Writing My son the fanatic essay writing Parvez, a Pakistani taxi driver, has worked for twenty years, to be able to afford a decent life and a good education for his son, Ali. Parvez discovers that Ali is following the strict rules of Islam. On being questioned by his father one night over a meal in a restaurant about his return to religion, Ali explains that he is disgusted with Western materialism and the depravity of Western society and despises his father for his violation of Koranic rules and his acceptance of Western culture.
As well as ethnic and racial tensions, you might look at questions of generational difference, gender, religion, empire, class.
Use textual evidence from the story to justify your interpretation, and pay attention to literary strategies such as structure, diction language choice characterisation and narrative structure.
In his narrative, Kureishi explores issues of identity and empire and artfully creates a fractured relationship that allows for consideration and analysis of these themes on both an individual and a societal level.

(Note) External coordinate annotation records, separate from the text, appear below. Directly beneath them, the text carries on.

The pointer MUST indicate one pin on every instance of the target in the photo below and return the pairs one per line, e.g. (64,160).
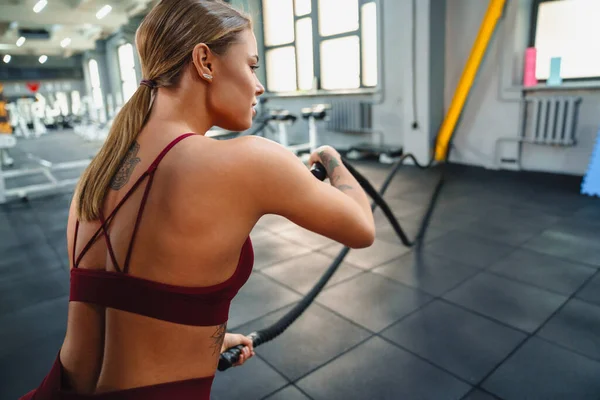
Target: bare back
(192,229)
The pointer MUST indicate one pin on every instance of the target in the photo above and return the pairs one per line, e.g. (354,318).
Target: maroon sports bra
(200,306)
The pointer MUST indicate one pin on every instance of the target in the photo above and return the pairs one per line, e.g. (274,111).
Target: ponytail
(165,40)
(97,177)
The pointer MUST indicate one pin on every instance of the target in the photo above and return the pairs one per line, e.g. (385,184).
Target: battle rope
(231,356)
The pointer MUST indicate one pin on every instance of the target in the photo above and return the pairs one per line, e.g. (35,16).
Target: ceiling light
(103,12)
(39,6)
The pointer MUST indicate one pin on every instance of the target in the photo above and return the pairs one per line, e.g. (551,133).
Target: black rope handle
(231,356)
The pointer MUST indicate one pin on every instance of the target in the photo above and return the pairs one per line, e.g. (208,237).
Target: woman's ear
(203,59)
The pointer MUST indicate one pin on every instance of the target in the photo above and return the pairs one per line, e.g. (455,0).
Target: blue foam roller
(591,180)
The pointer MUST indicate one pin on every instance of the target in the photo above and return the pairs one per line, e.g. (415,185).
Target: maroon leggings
(52,389)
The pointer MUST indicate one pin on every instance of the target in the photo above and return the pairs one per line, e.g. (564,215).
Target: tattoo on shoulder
(125,171)
(331,163)
(217,337)
(344,188)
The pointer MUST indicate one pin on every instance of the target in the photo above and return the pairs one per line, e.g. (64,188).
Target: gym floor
(502,301)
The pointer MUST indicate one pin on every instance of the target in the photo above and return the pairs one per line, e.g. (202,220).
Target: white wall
(492,110)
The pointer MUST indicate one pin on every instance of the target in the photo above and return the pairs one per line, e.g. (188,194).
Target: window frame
(535,6)
(96,89)
(317,40)
(119,62)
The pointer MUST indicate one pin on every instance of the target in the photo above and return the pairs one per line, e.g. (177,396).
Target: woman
(159,225)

We have to fit in! It is both useful and interesting to note how Kureishi frames the various aspects of this.
Parvez is immediately introduced to us as a father, but is also identified as a taxi driver, and as one of many Punjabis working at the same cab company. It is worth noting that, until Ali is discovered to be praying, there is no mention of Islam at all — until this point, this story follows a familiar father and son relationship.
By leaving any mention of Islam until the audience is introduced with the characters, Kureishi is aiming to establish his characters as familiar and relatable before introducing the less familiar and more alien in Islam.
In the story Parvez is struck dumb and makes no further attempt to understand these beliefs, or even to discuss or debate them.
His reaction is, instead, to consider evicting his son from the family home, and ultimately his inability to understand leads him to resort to violence. Although not directly representative of the behaviour of Western governments towards Muslim fundamentalists and extremists, the twentieth century is full of occasions of gross intolerance and a failure to enter into any sort of dialogue concerning the perceived injustices inflicted on the Middle East by European and American nations.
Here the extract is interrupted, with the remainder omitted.